En ce qui concerne le Bitcoin, il ne renonce pas : il le conserve sans capituler face à la baisse (le fameux « HODLing ») et déclare « qu’il vaut des millions de fois plus que l’or ».
Et si les choses se gâtent pour les HODLers [NDLR : ceux qui restent en position, peu importe l’importance de la baisse], ici sur la planète Terre, il y a toujours le « cyber espace », ajoute-t-il, où l’on peut trouver une véritable « liberté et souveraineté ».
A première vue, cette idée est absurde.
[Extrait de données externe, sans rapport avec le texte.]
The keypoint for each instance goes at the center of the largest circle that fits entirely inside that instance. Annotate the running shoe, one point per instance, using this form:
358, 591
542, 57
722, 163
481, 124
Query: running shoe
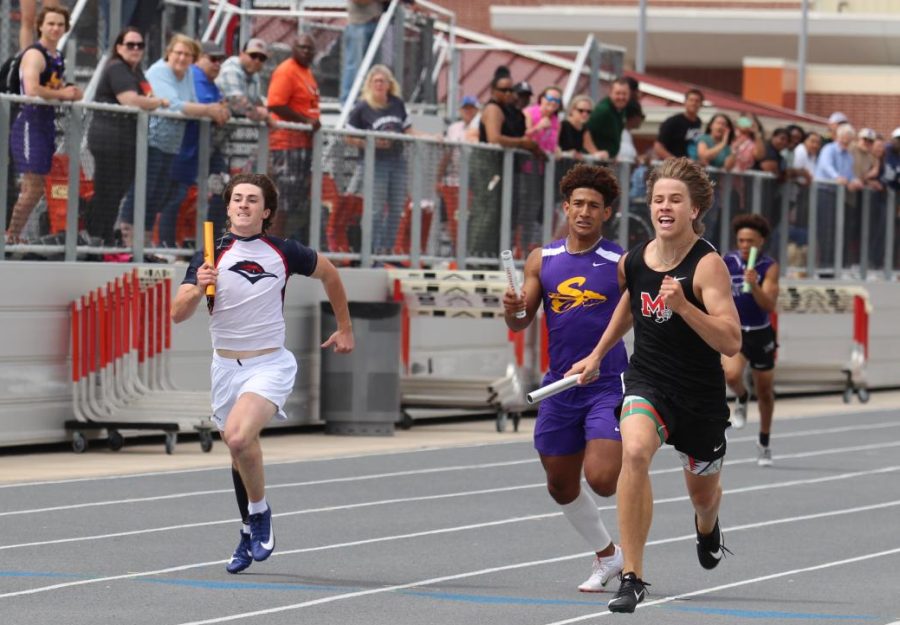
603, 570
262, 535
631, 592
710, 548
739, 415
764, 459
242, 556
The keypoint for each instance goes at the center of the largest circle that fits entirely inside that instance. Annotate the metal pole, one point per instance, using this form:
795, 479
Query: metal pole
801, 57
640, 50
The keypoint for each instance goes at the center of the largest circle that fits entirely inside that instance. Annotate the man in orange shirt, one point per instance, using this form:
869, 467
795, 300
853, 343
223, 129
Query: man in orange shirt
293, 97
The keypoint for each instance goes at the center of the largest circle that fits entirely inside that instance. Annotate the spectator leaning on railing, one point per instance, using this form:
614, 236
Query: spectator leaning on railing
186, 163
112, 136
170, 79
603, 131
681, 129
240, 84
293, 97
33, 137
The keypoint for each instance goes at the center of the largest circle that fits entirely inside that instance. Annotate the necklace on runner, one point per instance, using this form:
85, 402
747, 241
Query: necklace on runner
584, 251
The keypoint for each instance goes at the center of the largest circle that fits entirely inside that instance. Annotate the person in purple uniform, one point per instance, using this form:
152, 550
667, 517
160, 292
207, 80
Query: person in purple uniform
758, 346
252, 372
576, 280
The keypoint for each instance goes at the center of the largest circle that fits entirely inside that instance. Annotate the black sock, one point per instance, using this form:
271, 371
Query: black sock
240, 493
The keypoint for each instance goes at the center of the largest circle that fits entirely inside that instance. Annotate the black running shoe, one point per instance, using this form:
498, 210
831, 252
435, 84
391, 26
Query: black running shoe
631, 592
710, 548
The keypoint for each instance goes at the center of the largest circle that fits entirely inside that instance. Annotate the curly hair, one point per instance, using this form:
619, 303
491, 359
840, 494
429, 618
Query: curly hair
265, 184
694, 177
752, 221
584, 176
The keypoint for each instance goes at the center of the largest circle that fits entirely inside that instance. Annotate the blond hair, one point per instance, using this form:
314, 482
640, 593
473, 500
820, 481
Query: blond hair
368, 96
184, 39
694, 177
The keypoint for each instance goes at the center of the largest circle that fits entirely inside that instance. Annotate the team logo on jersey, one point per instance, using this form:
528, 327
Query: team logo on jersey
251, 270
569, 295
655, 308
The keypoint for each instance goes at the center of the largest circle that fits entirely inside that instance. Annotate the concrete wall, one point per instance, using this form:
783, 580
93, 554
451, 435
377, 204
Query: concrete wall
35, 388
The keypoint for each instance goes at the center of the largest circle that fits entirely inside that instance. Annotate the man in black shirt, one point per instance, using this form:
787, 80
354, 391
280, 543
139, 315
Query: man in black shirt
677, 132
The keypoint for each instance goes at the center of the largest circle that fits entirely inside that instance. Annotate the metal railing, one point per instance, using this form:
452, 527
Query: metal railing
377, 198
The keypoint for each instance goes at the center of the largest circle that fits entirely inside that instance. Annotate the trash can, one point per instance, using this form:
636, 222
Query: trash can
360, 391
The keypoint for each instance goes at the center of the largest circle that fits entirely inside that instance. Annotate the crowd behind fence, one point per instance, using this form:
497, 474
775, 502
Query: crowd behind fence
400, 199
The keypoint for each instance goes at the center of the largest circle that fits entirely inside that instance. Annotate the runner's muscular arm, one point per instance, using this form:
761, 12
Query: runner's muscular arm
530, 295
719, 326
619, 325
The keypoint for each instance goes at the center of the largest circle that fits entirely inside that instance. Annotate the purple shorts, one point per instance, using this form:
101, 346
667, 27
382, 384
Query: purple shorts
568, 420
33, 141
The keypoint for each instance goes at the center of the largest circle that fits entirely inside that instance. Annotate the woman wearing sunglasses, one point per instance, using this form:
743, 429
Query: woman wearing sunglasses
112, 136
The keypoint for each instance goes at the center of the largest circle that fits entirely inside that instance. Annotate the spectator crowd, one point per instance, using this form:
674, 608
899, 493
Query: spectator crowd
198, 80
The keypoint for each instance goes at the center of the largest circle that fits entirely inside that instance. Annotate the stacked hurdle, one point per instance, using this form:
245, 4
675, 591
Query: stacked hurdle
453, 294
121, 379
830, 300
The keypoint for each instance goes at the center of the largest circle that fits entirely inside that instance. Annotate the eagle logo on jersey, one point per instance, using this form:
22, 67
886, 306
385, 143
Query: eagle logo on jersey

Elle suggère qu’un homme emprisonné à Guantanamo et régulièrement torturé par ses gardiens pourrait « emménager dans le cyber espace » et y trouver « une vie décente ».
Est-ce tout ce dont vous avez besoin ? D’un ordinateur portable et d’un accès wifi ? De plus d’informations gratuites ? Plus de bitcoins ?
Nous soupçonnons que, pour des millions de personnes, le « cyber espace » est un leurre plein de vide… comme cette imitation d’insecte bariolée, lancée dans un lac de montagne, il ne mène pas à la liberté et à la souveraineté mais au fond du panier d’un pêcheur.
Pauvre M. Saylor. Ses branchies sifflent. Il est nu. Il a froid. Dieu le bénisse.